I'm not such a bad liar, she says, trying to smile.

Maybe not for an amateur, he says. But the professionals, they'd find you out, all right. They'd open you up like a package.

They're still looking for you? Haven't they given up?

Not yet. That's what I hear.

It's awful, isn't it, she says. It's all so awful. Still, we're lucky, aren't we?

Why are we lucky? He's back to his gloomy mood.

At least we're both here, at least we have…

The waiter is standing beside the booth. He has his shirt sleeves rolled up, a full-length apron soft with old dirt, strands of hair arranged across his scalp like oily ribbon. His fingers are like toes.

Coffee?

Yes please, she says. Black. No sugar.

She waits until the waiter leaves. Is it safe?

The coffee? You mean does it have germs? It shouldn't, it's been boiled for hours. He's sneering at her but she chooses not to understand him.

No, I mean, is it safe here.

He's a friend of a friend. Anyway I'm keeping an eye on the door-I could make it out the back way. There's an alley.

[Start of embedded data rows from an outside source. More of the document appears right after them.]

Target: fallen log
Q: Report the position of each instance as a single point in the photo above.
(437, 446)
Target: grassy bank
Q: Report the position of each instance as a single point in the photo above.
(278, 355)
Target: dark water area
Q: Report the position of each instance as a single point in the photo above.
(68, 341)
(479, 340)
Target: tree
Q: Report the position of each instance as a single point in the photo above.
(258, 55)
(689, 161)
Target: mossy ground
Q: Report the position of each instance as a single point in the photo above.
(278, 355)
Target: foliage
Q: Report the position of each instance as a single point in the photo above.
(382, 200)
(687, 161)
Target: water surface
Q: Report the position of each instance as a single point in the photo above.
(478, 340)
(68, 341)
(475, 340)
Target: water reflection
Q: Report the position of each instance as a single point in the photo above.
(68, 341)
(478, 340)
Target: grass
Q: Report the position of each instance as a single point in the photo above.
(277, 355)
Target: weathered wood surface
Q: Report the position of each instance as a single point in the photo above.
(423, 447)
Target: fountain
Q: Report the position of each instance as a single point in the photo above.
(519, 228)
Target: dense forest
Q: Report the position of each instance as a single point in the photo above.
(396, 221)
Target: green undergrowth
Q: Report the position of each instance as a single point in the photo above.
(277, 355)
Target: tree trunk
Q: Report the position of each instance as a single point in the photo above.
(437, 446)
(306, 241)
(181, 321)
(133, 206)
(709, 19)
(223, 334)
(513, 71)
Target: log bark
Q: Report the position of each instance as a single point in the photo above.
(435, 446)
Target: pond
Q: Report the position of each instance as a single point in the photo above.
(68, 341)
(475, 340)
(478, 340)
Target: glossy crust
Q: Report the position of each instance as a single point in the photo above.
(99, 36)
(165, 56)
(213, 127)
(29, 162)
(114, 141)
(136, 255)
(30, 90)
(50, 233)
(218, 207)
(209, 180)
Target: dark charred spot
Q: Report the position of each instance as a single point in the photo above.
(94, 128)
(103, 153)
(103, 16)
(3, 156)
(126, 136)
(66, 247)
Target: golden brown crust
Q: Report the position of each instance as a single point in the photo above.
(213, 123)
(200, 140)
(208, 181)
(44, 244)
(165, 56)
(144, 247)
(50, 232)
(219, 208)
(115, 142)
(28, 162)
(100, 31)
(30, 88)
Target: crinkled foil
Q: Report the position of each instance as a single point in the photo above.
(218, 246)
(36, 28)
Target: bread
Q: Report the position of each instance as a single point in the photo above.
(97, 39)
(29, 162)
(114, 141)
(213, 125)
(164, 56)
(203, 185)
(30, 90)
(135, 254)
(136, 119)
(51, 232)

You didn't do it, did you, she says.

I've told you. I could have though, I was there. Anyway it doesn't matter, because I fill their bill just fine. They'd love to see me nailed to the wall. Me and my bad ideas.

You've got to get away, she says hopelessly. She thinks of the wordclasp, how outworn it is. Yet this is what she wants-to clasp him in her arms.

Not yet, he says. I shouldn't go yet. I shouldn't take trains, I shouldn't cross borders. Word has it that's where they're watching.

I worry about you, she says. I dream about it. I worry all the time.

Don't worry, darling, he says. You'll get thin, and then your lovely tits and ass will waste away to nothing. You'll be no good to anybody then.

She puts her hand up to her cheek as if he's slapped her. I wish you wouldn't talk like that.

I know you do, he says. Girls with coats like yours do have those wishes.